Acomodar la hostelería a parámetros que exigen acercarse a un figón como si uno estuviera tentando el riesgo requerirá algo más que normas dictadas. Podemos suspender nuestra cotidianidad durante un tiempo, pero es difícil acabar con un modelo de vida que ancla en un hedonismo burgués macerado entre copas y viandas. De ahí que la hercúlea tarea de adaptación a la fase final no corresponda solo a cocineros, jefes de sala, sumilleres o camareros, sino al propio cliente. Luis Suárez de Lezo, presidente de la Academia de Gastronomía de Madrid: “Es muy difícil que a alguien le apetezca ir a un restaurante si está metido en un cubículo rodeado de mamparas y los camareros van vestidos de cirujanos”. Garantizar la seguridad es imprescindible, pero habrá que compaginarlo con atar la viabilidad de un sector que factura 123.000 millones de euros al año, genera el 6,2% del PIB y emplea a casi dos millones de trabajadores en más de 314.000 establecimientos.

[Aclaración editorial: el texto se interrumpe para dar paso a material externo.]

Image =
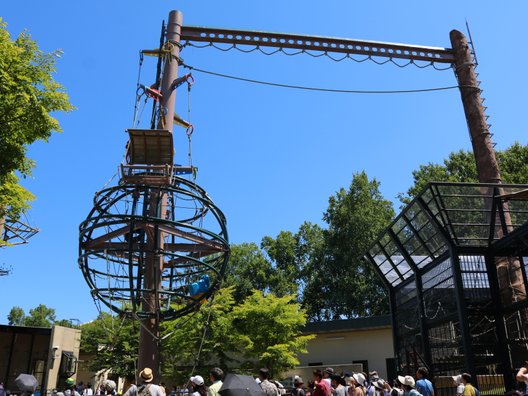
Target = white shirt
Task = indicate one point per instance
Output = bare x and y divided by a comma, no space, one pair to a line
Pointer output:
154,390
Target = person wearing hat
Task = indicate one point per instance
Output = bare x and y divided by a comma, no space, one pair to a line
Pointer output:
69,388
327,375
321,387
215,376
408,385
198,386
267,386
457,379
356,385
469,389
338,385
146,387
522,376
298,389
423,385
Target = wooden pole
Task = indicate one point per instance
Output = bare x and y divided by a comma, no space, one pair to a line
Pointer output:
487,166
149,331
508,269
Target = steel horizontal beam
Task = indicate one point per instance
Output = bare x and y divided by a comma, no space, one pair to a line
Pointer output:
317,43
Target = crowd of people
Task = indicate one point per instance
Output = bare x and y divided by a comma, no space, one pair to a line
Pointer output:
328,383
323,383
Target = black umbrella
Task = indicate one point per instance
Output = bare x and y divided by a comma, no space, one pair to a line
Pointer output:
26,383
240,385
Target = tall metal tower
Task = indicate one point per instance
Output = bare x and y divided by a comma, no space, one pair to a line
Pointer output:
155,246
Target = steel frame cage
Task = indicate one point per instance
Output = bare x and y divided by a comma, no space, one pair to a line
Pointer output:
438,260
119,215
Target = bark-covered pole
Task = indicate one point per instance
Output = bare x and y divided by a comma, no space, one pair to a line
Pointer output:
149,353
509,275
487,166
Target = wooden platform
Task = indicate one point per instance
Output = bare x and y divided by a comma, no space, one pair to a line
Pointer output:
150,147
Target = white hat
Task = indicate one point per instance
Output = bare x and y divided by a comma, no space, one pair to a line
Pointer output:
407,380
197,380
109,385
359,378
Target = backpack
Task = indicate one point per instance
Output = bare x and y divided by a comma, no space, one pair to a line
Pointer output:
144,390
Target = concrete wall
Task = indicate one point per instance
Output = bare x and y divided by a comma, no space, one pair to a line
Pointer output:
23,351
63,339
345,347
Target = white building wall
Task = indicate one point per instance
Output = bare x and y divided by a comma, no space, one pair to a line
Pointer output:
345,347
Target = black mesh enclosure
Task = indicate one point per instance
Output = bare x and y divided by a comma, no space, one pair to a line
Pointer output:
455,261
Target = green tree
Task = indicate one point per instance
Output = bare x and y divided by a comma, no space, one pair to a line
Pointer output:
460,167
210,328
271,326
113,343
28,97
264,329
248,269
16,316
40,316
339,284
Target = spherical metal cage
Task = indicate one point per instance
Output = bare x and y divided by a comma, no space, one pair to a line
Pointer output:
153,251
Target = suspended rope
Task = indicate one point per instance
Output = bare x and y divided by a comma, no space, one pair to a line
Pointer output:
317,54
320,89
203,335
138,97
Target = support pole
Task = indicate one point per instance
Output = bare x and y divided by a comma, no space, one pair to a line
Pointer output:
170,70
149,332
487,166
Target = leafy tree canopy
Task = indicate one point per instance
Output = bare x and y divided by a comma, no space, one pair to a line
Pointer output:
40,316
113,343
28,96
460,166
339,283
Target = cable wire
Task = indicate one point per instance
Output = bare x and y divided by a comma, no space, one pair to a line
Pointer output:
318,88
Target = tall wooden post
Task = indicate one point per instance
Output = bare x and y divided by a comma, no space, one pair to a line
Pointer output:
508,275
487,166
149,331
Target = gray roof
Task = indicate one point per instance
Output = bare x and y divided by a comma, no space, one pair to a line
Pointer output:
372,322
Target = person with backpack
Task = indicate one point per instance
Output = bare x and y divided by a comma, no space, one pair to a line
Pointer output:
198,385
408,384
469,389
522,376
298,384
423,385
146,387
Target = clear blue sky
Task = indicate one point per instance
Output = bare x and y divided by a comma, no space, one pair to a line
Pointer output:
269,157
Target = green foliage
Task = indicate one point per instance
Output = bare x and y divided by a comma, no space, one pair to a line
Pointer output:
270,327
248,269
16,317
113,343
263,330
40,316
461,167
339,283
28,96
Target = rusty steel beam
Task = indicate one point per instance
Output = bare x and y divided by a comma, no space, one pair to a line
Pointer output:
317,43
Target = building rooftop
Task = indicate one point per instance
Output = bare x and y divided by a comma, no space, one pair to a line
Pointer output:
466,216
372,322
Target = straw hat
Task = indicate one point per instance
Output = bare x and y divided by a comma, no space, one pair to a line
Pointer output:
146,375
407,380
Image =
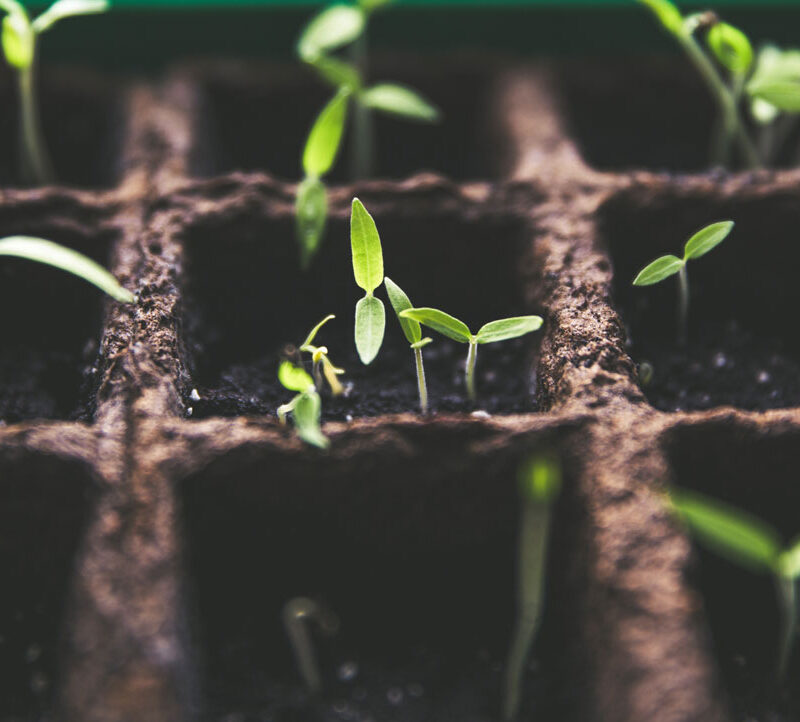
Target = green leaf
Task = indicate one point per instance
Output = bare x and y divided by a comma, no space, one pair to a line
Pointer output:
311,214
731,47
336,26
669,15
325,136
706,238
52,254
440,321
370,326
366,247
293,377
398,100
400,302
306,413
68,8
658,270
728,531
507,328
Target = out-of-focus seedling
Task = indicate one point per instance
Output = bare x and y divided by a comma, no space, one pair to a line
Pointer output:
413,333
501,330
19,40
305,408
321,364
698,245
752,544
539,484
365,244
53,254
297,614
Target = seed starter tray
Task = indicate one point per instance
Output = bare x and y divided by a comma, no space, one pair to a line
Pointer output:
151,538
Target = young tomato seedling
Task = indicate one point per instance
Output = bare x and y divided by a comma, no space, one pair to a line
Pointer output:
698,245
540,482
413,333
500,330
305,408
19,40
752,544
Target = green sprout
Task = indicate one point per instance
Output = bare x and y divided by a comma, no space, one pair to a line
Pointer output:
540,483
698,245
365,244
321,364
333,28
400,302
53,254
501,330
752,544
19,41
305,408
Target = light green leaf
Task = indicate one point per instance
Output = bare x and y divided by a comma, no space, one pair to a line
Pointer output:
658,270
311,214
325,136
293,377
669,15
728,531
731,47
400,302
440,321
52,254
706,238
306,414
507,328
398,100
370,326
314,331
68,8
366,247
335,26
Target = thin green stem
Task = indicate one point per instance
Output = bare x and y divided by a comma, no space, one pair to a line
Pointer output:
531,563
423,387
472,356
34,162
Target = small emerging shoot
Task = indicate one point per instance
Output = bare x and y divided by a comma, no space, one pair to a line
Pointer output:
500,330
297,614
540,482
305,408
413,333
698,245
752,544
365,244
19,40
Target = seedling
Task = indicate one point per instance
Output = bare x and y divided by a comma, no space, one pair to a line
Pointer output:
752,544
297,613
19,41
413,333
52,254
539,484
321,364
305,408
698,245
365,244
500,330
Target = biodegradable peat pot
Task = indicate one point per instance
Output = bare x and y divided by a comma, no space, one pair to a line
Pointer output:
178,523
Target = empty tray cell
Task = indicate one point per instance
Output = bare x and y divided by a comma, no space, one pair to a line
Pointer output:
247,300
742,347
53,323
413,554
258,120
82,123
43,508
753,470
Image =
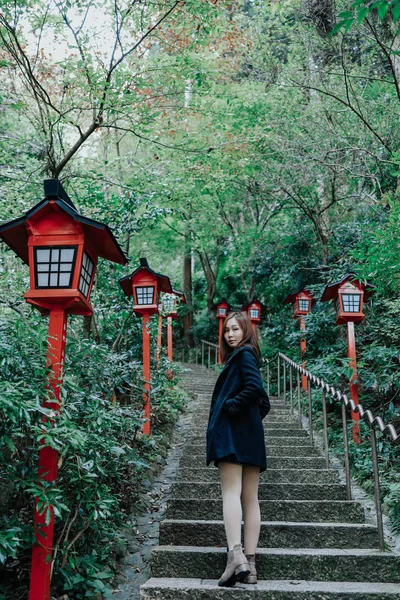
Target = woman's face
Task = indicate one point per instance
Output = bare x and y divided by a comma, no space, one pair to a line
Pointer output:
233,334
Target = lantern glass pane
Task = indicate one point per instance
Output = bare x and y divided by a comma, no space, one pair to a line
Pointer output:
54,267
351,302
42,256
169,304
145,295
86,275
304,305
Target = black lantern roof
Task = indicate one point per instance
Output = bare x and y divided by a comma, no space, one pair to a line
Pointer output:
291,298
332,289
181,296
163,281
15,234
216,304
263,307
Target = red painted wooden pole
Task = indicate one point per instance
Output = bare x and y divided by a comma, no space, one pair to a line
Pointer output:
146,372
42,550
220,340
169,343
303,350
351,353
159,340
169,321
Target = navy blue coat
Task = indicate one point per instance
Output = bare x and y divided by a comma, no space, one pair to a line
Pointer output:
239,403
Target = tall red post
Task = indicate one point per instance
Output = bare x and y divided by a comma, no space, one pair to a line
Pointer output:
303,350
351,353
169,329
220,333
48,464
169,343
159,340
146,372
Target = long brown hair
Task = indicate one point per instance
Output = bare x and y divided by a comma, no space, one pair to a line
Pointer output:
249,335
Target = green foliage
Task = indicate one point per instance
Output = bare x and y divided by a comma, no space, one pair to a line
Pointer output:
103,460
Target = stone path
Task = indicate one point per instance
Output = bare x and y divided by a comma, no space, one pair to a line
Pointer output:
314,544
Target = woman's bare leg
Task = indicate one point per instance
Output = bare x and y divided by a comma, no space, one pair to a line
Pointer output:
251,508
231,484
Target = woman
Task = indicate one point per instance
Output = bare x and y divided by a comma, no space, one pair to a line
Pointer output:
235,442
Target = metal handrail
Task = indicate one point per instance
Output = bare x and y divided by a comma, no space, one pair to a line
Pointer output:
210,345
366,415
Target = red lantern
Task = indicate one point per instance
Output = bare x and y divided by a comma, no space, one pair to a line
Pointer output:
254,310
221,308
145,286
348,296
302,302
61,247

Guadalajara no es ajena a este desafío. Pocos valientes se atrevieron a dar el paso cuando la desescalada aún se abría con timidez. Uno de ellos fue Mario de Lucas, que comanda el Grupo Lino. Hablamos con él por teléfono y dice que la palabra que resume la situación actual es incertidumbre. “Nos afecta por todas partes, por los bares, por los restaurantes y por las limitaciones en la celebración de banquetes. Abrí La Duquesa con ocho mesas en la terraza y luego lo he ampliado”. Explota el delivery (comida a domicilio), que ha experimentado un ‘boom’ a raíz del encierro doméstico, y trata de amoldar la oferta “intentando respetar al máximo las medidas de seguridad e higiene”.

Se queja Mario, que habla desde el sentido común y la experiencia de un sello hostelero de referencia en Castilla-La Mancha, de la carencia de información y del choque de normativas. Sobre todo, durante el confinamiento. “Las administraciones te derivaban unas a otras. Entiendo que la situación era compleja, pero echamos en falta más claridad”. Regenta cinco establecimientos –incluido el Lino de Mondéjar y el Casino Club de Campo- y una parte nutrida de su plantilla tuvo que acogerse a un expediente temporal de empleo. Eso sí, los clientes están respondiendo. “Nos está resultando muy gratificante. El fin de semana, la respuesta fue buena, pero es complicado organizarse. Ahora la gente te acepta casi todo, veremos en el futuro. Las barras serán un punto clave. Y son incontrolables”.

Azaña cuenta en el segundo volumen de sus memorias que, en pleno asedio a la capital, le espetó a Negrín: “El Museo del Prado es más importante para España que la república y la monarquía juntas”. Aunque no estamos ante una guerra ni la carga vírica ha devastado infraestructuras, bien podríamos sostener ahora que los templos gastronómicos son más importantes para la nación que la perenne reyerta entre rojos y azules. Acaso el último sostén del consenso y de la alegría. Por eso es importante salvarlos. Nos vemos en los bares.